ChangeProposals/removesrcdoc

From HTML WG Wiki
< ChangeProposals
Revision as of 21:23, 31 March 2010 by Mturvey (Talk | contribs)

(diff) ← Older revision | Latest revision (diff) | Newer revision → (diff)
Jump to: navigation, search

Remove the srcdoc attribute

Summary

Remove the srcdoc attribute.

Rationale

The original bug report for removing srcdoc provided the following change request[1]:

    This recent entry does not have universal acceptance, and the group was still
    discussing it when the editor added it to the specification. 


    The supposed use case for this attribute is weblog comments, but concerns about
    HTML security have been resolved with weblog and other application comments
    years ago. In addition, support for this attribute could give the impression
    that online sites don't need any other security, which is false. Script
    injection is only one aspect of security related to weblog comments, and
    considered a fairly trivial one at that.


    This needs to be removed from the specification.

The rationale given by the HTML5 Editor for keeping this attribute:


   Rationale: I'm happy to remove this attribute from the W3C HTML5 specification
   if that's what the working group wants. The last time I removed a feature based
   on a bug report such as this, I started a minor war, however, so I suggest that
   you raise this via the change proposal process if you really feel this way.


According to the HTML5 editor, there is no rationale for keeping this attribute. That made this change proposal more difficult to write, because I had to base my arguments on guesses and scraped email messages.

There was a great deal of contention about this attribute before it was added. It spawned another issue (Issue 103) because of concerns about escaping the markup in the attribute, especially for XHTML. That this caused some difficulty for members of this group, who are defining the next version of HTML/XHTML, should give us pause, because knowing what must be escaped is going to be that much more difficult to the average web developer[2][3].

When asked the purpose for srcdoc, the HTML5 Editor replied that the use case for the attribute is weblog comments[4]. Because the srcdoc attribute works within a sandboxed context, the use of the attribute would prevent script injection in comments. Since this change was targeted to a specific use related to weblog software, I asked Matt Mullenweg[5], the creator of WordPress, one of the more popular weblogging tools in use today, about the usefulness of this attribute. He responded with[6]:

    We haven't had any HTML-level problems in comments in a while.


    We use and maintain a library called KSES that we use for all 
    sanitation, and it has served us well.

I brought Matt into the discussion for two reasons. The first is that I wanted to bring in an "implementor", and demonstrate that an implementor, in the case of weblog comments, is the the group or individual responsible for the weblogging software. Too often this group is focused purely on browser developers as implementors, forgetting that browsers are not the only application group impacted by HTML5 changes.

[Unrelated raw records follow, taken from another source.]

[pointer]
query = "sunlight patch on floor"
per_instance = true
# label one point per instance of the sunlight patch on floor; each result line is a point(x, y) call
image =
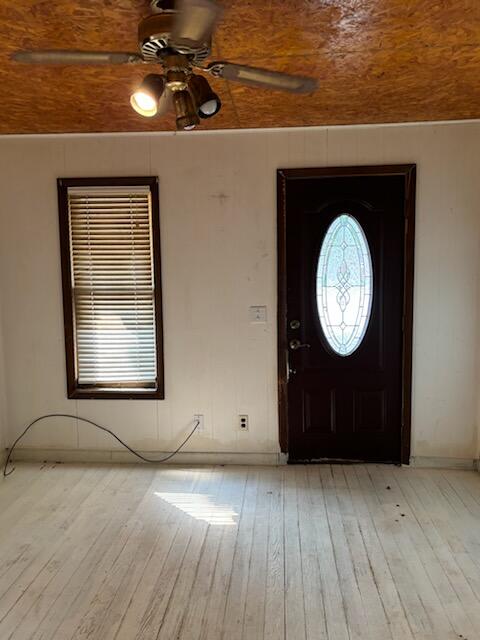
point(201, 507)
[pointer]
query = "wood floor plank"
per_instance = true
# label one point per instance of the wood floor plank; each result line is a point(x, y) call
point(136, 552)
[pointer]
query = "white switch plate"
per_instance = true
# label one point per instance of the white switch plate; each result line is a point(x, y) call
point(258, 315)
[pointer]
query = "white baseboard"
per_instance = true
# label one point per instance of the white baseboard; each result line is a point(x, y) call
point(431, 462)
point(27, 454)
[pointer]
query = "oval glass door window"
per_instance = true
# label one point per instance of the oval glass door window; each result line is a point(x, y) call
point(344, 285)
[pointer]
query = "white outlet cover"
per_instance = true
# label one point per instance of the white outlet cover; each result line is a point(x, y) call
point(257, 314)
point(200, 418)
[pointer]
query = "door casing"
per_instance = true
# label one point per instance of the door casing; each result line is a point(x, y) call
point(284, 176)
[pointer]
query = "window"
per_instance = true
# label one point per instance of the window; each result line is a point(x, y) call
point(110, 245)
point(344, 285)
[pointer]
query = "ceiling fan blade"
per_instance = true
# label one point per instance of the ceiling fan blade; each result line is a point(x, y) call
point(263, 78)
point(76, 57)
point(194, 23)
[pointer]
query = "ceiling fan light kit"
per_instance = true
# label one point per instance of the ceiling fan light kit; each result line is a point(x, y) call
point(178, 37)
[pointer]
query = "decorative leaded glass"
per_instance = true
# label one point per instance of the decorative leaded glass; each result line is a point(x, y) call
point(344, 285)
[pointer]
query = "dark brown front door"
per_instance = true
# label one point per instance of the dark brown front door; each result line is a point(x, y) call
point(345, 285)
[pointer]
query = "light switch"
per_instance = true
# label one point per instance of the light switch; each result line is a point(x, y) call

The second reason was to demonstrate that no one from the weblogging community has asked for this, and it is very unlikely that many, if not most, of the weblogging community will use this uncomfortable, awkward attribute. The weblogging community has long had to deal with security problems, and has devised sophisticated tools and techniques to not only protect against script injection, but also SQL injection, the greater hazard for weblog comments, and even the accidental wayward insertion of a non-printing character in XHTML.

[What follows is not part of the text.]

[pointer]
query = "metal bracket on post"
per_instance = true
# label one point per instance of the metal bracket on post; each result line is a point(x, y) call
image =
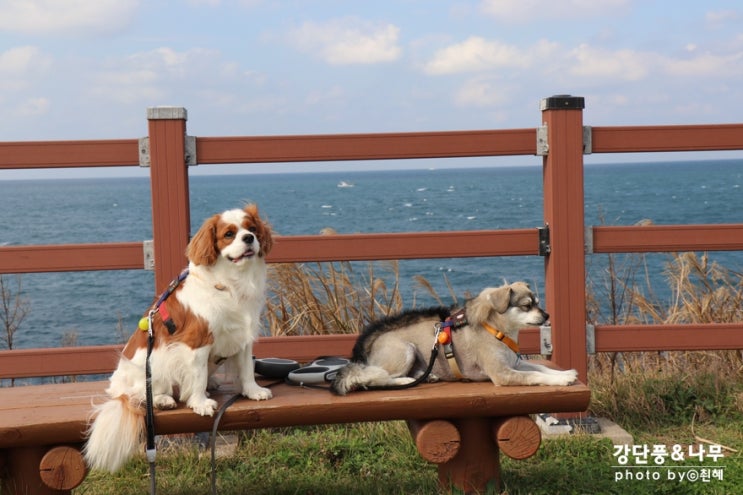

In point of fact, relying on something such as srcdoc can make a site less secure rather than more, because it only touches on one vulnerability, when we're faced daily with a host of new and ever more sophisticated threats[7].

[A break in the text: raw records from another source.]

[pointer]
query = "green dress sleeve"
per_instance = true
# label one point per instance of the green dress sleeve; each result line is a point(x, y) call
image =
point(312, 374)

So the use case is heavily flawed. What are the other issues associated with srcdoc? I've already mentioned the concerns about escaped characters, and how this will differ between HTML and XHTML, which in itself will discourage its use with most applications like Content Management Systems. Are there other issues?

Another issue is when something like srcdoc can be used, and if the restrictions of the use are such as to defeat its use. This attribute can't be used effectively for potentially years in the future, because web browsers don't print out what's contained in the attributes—not unless specifically directed to do so[8]. Until then, the fallback is used, which is the iframe's src attribute. In the meantime, our existing applications that do provide security become more sophisticated, more capable, more tightly integrated, until by the time we could use srcdoc effectively, few of us will even remember what it is, and fewer still, would be interested.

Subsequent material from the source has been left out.